Le Fosse Ardeatine,24 marzo 1944
Pierina, vive in prima persona quel drammatico momento storico. La loro casa si trova proprio sulla via delle Sette Chiese, una delle strade che portano alle catacombe di Domitilla e alla Basilica di San Sebastiano, nei pressi della via Ardeatina. Quel pomeriggio del 24 marzo 1944, tutti notano il passaggio sospetto di alcuni camion, coperti dai teli scuri, che vanno avanti e indietro, e si interrogano su cosa stia accadendo. Poco dopo, da dietro la collinetta, arrivano alle loro orecchie i rumori lugubri di raffiche di spari, netti, distinti, con quel maledetto suono secco e metallico, ta-ta-ta-ta-ta, mitragliate che lacerano il silenzio della campagna. I rumori vanno avanti fino a sera. Poi arriva un enorme botto e niente più. Qualche giorno dopo da dietro la collinetta arriva il boato di un’altra ultima grande esplosione. La gente comincia a chiedersi che cosa sia successo. Le voci si spargono, arrivano persone da varie zone di Roma, i famigliari di persone scomparse si domandano cosa sia successo ai loro cari, nel terribile dubbio che i loro congiunti siano stati assassinati. Anche Pierina e gli altri ragazzini si fanno coraggio e si incamminano verso il luogo, superano la collinetta e arrivano: di fronte a loro è una confusione indicibile, dove oggi hanno costruito una grande lastra, proprio lì c’è un piazzaletto pieno di gente che entra ed esce. Entrano anche loro. Ci sono tante piccole gallerie occupate a destra e a sinistra da bare di vittime già riconosciute con nome e cognome sopra. I ragazzini vedono poi mucchi di cadaveri, altri morti sparsi per terra, altre bare. Alla fine di una di queste gallerie c’è la Fossa, una buca enorme profonda, colma di cadaveri e una donna disperata che urla “è mio figlio tiratelo fuori! È mio figlio, è mio figlio”. Un grido che ancora oggi risuona nelle orecchie di Pierina, un ricordo indelebile, impossibile da cancellare.
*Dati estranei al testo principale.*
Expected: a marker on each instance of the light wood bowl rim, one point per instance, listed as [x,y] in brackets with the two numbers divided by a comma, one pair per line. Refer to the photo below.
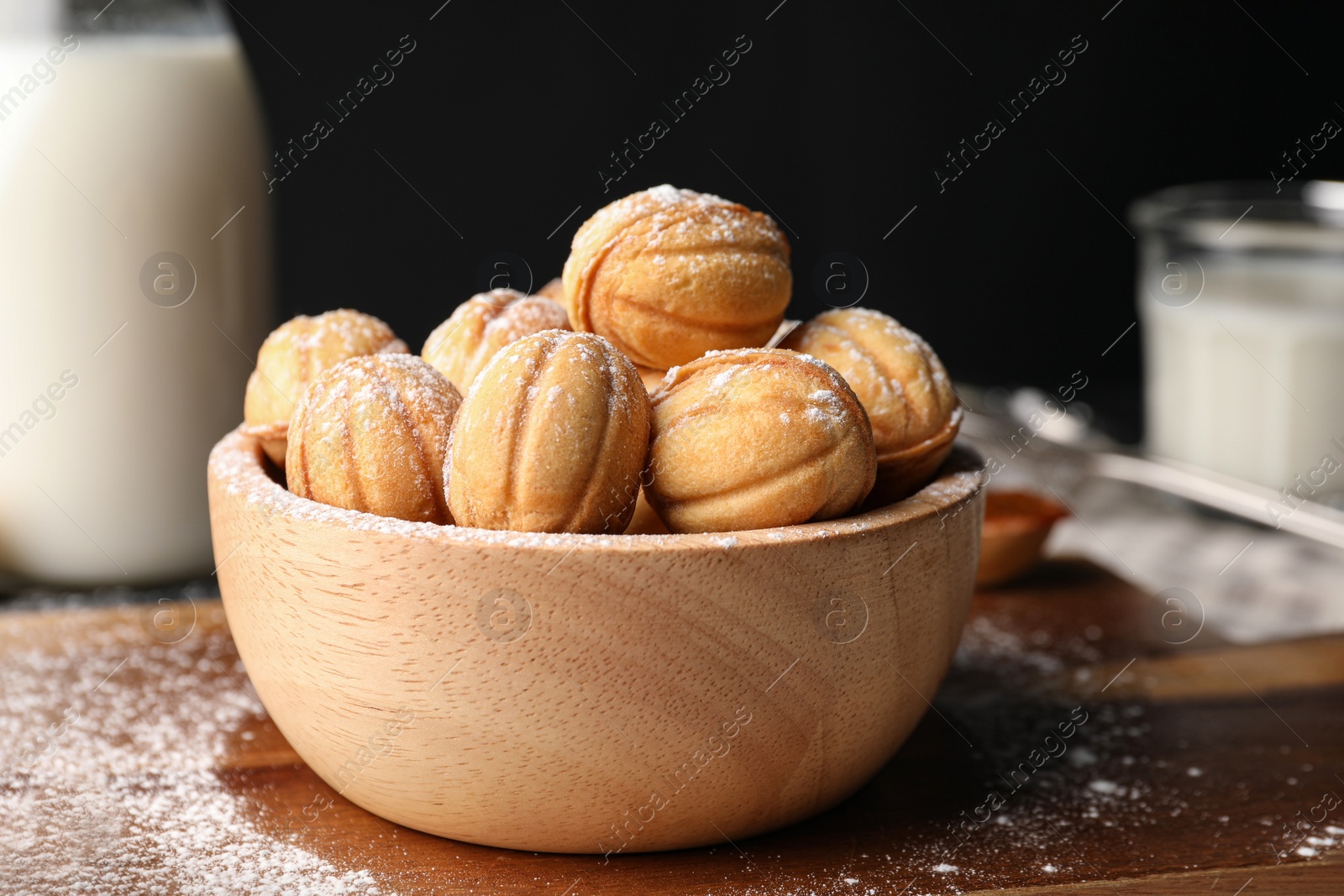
[237,463]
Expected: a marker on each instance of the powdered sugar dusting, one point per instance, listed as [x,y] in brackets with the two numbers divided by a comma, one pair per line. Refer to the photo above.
[109,775]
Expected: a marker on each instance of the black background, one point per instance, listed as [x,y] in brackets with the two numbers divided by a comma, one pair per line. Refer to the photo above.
[496,127]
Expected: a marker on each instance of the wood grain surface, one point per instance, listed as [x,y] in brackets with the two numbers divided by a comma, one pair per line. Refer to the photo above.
[588,694]
[1191,786]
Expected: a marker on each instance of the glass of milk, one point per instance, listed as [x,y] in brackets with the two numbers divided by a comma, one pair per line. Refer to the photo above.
[1241,295]
[134,281]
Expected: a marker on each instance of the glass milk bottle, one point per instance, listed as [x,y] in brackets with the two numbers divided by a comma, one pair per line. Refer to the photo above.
[134,281]
[1241,295]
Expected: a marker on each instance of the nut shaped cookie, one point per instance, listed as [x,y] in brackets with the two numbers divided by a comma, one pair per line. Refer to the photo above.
[757,438]
[669,275]
[296,354]
[551,437]
[900,383]
[484,324]
[371,434]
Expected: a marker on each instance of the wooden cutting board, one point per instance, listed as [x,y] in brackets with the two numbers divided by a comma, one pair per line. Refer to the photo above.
[1082,741]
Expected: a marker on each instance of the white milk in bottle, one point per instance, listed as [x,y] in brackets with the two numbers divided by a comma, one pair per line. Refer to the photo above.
[134,281]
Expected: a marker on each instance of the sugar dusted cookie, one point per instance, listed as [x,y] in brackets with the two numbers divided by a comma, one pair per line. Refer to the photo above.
[756,438]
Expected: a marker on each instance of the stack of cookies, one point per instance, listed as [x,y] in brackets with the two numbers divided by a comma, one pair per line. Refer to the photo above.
[640,394]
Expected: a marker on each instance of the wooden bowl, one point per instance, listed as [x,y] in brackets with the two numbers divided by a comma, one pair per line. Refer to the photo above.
[591,694]
[1016,527]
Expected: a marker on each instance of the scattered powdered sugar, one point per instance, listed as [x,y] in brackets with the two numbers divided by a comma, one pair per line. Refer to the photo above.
[109,775]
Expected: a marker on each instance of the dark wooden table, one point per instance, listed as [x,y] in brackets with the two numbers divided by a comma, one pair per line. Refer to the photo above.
[1195,768]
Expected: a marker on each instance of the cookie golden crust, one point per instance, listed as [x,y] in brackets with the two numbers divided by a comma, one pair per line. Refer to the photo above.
[900,383]
[371,434]
[894,372]
[296,354]
[551,437]
[669,275]
[652,378]
[484,324]
[757,438]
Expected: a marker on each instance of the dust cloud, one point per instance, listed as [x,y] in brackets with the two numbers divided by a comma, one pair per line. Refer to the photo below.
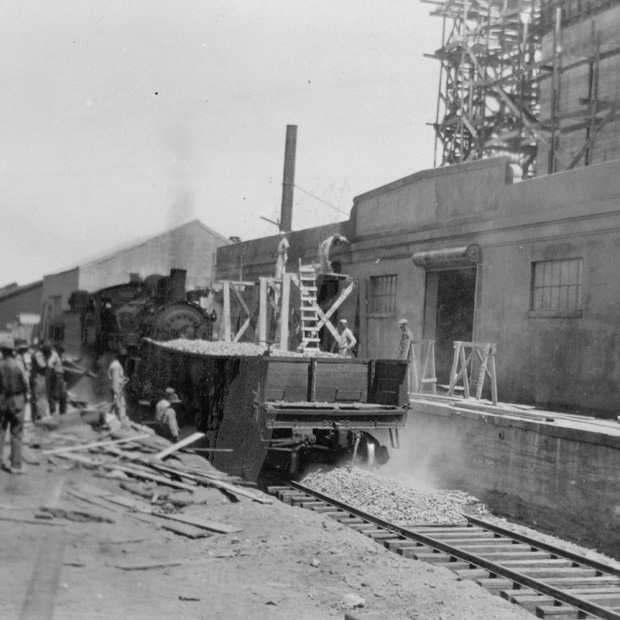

Pierina ha vissuto alla Garbatella sino al 1962, anno in cui si sposò e si trasferì in Toscana. La casa a forma di elle, dove abitava, è stata abbattuta. Non esiste più nemmeno il civico 212, si trovava a pochi passi dall’attuale pizzeria “Il secchio e l’olivaro”ed era a qualche decina di metri dalla storica osteria dell’Ardito. Oggi quel tratto di via delle Sette Chiese è una stradina interrotta dalla trafficata e rumorosa via Cristoforo Colombo, un frammento della Garbatella più antica. Pierina ha 92 anni, è una bella signora vispa e ricca di ricordi, sia di quei terribili momenti vissuti con un pizzico di incoscienza, sia dei tanti anni trascorsi con semplicità e gioia nel quartiere, luogo sempre portato nel cuore, memorie appassionate che ancora oggi le illuminano gli occhi.